As to how you develop a character … people make a mystery out of it, but seriously it’s just play-acting. You’re doing a puppet-show in your head, playing all the parts, pretending to be other people. You make a little model of a character in your head and then you wind them up and set them going and see what they do.
In your writing we see reversals and subversions of fantasy structures. Julia’s story asks, “what is it like to be excluded from magic?” This ends up being a pointed question, since every reader is also excluded from magic. How do you build the fantasy framework for your world?
Everybody, but everybody, knows what magic should feel like. I don’t know why but humans everywhere have always felt something missing from the world. So you look around you and try to see the negative shape of the thing that should be there, feel it with your fingertips… and that thing is magic. It’s not so much building or framing as it is feeling for the edge of that missing thing.
Reading the Magicians prompted me to re-read the Chronicles of Narnia and I was honestly floored. For instance, in the Lion the Witch and the Wardrobe I was shocked to find how effortlessly they enter the magical world in just the two opening paragraphs.
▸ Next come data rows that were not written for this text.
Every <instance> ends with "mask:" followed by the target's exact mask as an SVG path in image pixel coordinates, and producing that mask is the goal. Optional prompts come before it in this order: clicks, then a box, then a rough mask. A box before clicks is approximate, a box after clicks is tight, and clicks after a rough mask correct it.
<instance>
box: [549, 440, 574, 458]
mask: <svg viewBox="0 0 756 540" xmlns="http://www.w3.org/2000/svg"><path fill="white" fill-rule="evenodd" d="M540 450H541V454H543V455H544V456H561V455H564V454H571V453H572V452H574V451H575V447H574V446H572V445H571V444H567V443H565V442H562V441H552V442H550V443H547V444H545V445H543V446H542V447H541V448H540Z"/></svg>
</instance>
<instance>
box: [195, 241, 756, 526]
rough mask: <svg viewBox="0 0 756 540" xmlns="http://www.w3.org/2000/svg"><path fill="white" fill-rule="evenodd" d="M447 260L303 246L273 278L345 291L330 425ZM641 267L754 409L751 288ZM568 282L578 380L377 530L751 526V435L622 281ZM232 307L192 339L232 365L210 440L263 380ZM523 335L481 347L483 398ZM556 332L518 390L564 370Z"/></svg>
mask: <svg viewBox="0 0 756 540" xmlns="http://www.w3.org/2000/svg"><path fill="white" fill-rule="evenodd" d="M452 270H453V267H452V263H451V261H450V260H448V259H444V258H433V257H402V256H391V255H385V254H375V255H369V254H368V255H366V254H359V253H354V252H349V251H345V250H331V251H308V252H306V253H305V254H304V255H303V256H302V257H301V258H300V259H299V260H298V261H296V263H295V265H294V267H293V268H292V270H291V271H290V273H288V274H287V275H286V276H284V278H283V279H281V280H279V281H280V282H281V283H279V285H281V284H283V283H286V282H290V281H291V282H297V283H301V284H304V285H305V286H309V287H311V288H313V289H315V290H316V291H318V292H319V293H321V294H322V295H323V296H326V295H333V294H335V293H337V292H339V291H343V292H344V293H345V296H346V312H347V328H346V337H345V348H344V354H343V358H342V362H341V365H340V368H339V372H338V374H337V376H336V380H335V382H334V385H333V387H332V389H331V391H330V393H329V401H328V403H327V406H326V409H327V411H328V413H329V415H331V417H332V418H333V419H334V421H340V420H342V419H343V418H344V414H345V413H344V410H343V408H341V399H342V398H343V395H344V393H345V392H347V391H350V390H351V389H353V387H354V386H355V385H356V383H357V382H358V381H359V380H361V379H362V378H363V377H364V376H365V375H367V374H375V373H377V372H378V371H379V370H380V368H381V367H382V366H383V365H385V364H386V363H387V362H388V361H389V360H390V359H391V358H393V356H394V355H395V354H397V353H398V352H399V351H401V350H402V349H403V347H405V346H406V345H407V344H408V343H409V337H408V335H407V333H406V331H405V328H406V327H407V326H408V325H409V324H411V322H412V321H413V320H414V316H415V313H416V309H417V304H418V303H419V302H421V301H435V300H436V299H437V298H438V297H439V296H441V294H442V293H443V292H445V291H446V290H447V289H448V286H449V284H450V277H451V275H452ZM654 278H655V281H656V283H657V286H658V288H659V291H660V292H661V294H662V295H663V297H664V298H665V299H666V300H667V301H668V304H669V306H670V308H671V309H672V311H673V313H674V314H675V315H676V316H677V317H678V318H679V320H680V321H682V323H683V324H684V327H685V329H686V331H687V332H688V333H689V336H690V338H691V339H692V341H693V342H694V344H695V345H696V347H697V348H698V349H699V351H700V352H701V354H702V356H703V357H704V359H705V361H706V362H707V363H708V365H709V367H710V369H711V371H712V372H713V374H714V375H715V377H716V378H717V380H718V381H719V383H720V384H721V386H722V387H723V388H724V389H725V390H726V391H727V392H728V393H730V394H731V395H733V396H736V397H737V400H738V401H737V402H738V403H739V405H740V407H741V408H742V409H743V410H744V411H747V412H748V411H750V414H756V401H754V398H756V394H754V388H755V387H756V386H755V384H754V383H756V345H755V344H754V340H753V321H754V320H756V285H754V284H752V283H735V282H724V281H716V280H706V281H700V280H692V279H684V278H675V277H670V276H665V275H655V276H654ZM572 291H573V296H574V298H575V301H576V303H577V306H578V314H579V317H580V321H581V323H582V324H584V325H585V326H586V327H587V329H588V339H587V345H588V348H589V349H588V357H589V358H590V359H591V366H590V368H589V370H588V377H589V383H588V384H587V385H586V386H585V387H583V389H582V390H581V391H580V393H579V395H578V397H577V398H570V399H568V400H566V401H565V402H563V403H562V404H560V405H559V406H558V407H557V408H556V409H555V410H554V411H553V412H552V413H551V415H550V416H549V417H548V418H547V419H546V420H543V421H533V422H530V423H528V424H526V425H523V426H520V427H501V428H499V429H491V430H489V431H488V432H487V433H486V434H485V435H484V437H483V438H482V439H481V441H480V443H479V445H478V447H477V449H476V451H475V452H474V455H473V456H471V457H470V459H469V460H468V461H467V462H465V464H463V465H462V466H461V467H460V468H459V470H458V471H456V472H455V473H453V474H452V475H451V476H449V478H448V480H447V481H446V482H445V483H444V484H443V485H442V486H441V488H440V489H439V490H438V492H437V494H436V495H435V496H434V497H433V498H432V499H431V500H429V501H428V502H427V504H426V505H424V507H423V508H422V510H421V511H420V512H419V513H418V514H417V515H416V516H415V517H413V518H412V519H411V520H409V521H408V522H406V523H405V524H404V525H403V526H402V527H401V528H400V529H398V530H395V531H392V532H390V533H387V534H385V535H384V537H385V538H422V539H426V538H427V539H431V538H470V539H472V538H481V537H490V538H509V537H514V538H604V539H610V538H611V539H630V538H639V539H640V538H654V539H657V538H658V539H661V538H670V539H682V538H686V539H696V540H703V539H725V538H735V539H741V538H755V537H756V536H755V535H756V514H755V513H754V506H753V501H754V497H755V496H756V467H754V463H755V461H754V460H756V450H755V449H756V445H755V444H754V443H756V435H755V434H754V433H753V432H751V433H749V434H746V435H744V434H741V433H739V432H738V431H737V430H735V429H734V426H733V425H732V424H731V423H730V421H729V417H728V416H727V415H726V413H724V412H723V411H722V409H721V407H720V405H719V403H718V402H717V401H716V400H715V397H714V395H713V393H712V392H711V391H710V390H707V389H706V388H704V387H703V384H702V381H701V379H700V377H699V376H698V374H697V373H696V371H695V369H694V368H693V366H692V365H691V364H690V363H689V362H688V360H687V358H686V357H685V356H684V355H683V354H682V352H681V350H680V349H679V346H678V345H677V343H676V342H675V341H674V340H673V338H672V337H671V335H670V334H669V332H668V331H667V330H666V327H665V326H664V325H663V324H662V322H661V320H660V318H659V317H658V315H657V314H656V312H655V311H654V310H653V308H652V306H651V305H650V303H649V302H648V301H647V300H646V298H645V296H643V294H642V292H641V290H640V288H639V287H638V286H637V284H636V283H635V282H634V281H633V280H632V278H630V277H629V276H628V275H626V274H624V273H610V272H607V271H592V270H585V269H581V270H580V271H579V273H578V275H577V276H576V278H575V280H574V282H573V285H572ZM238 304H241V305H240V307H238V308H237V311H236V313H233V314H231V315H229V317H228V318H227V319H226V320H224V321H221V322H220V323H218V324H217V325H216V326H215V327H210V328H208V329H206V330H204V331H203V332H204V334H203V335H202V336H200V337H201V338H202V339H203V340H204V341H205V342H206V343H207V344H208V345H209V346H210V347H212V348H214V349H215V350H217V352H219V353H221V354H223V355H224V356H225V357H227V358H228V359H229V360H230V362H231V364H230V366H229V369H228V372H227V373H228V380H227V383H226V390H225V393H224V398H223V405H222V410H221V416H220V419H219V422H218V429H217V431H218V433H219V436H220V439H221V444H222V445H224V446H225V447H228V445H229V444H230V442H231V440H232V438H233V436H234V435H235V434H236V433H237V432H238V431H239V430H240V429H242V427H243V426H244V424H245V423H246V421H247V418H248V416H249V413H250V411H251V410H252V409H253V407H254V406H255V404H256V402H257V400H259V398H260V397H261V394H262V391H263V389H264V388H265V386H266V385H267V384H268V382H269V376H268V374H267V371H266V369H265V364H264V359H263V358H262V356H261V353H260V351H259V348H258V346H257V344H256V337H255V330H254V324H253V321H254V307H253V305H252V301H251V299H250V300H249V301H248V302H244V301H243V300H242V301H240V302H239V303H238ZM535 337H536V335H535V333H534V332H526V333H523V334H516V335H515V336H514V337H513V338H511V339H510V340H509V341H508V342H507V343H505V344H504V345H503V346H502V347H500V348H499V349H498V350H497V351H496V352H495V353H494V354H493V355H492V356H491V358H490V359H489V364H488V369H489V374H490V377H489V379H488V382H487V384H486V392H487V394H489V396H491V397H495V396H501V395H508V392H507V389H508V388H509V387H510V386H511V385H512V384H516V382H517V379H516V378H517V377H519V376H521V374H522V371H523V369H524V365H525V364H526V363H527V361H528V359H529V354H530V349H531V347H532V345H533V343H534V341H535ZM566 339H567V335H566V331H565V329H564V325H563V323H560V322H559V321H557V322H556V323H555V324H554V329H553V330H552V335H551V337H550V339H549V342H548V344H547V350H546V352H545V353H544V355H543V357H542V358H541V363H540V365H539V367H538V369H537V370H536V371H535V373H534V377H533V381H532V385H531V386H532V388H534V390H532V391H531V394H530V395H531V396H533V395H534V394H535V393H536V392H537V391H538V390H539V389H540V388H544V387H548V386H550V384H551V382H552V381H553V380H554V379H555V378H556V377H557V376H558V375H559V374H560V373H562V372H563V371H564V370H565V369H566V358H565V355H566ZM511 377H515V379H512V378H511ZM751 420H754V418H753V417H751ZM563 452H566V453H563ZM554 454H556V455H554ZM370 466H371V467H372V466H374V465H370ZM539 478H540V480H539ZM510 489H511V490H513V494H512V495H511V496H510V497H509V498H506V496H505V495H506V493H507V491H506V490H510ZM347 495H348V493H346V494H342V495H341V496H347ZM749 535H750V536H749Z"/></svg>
Does C.S. Lewis influence you stylistically and do you have the same kind of obsession with the books that Q has with the Fillory novels?
The Narnia books really do hold up, not only as stories but models of novelistic craftsmanship too. They’ve definitely influenced me — there’s something about the way Lewis describes magic, in this very matter-of-fact way, no smoke and mirrors, just simple concrete sensory impressions, that makes it feel utterly real. I’ve often wondered how he learned to do that — I don’t see anybody before him writing about magic that way, including Tolkien. Lewis describes magic in much the same way Hemingway would describe a chair.
I don’t know if I’m quite as much of a fanboy as Quentin is. But I’m pretty close. I have a first edition of The Magician’s Nephew, and I’m pretty sure that if my house burned down I would rescue that right after my children.
Does magic have a place in ordinary day to day life? What is magic in your life?
I don’t want to sound glib in the way I answer this (and it’s a good question that I’ve never really been asked before), but the best way I can put it is that in my life magic is the things that make me feel powerful, and that make me feel awe. Writing — creating — is one of those things. Another one is being a father to my children.
And then of course there’s wine. Wine is magic too.
What future projects do we have to look forward to?
Oh man. There’s maybe seven or eight things in the pipeline, in various states of completion, a few of which have been announced but most have not. And I don’t say this to sound all woo-woo and mysterious, I just literally legally can’t say anything about them. Also, in the case of the screen projects, some of them might die before they come out. That happens a lot.
But I can talk about The Bright Sword, which is a retelling of the King Arthur story. I’ve actually written a few drafts of it, but it still has a ways to go. I think/hope it’ll be out in 2020. (I’ve written a longish post on my blog about it, so if you’re curious you can check that out.) And then there’s The Magicians: Alice’s Story, which is a graphic novel that retells the story of The Magicians from Alice’s POV. I didn’t write it, or draw it, so I think I can say that it’s effing amazing. That will be out this summer.
I’ll announce more soon. Unless they die, and then I won’t.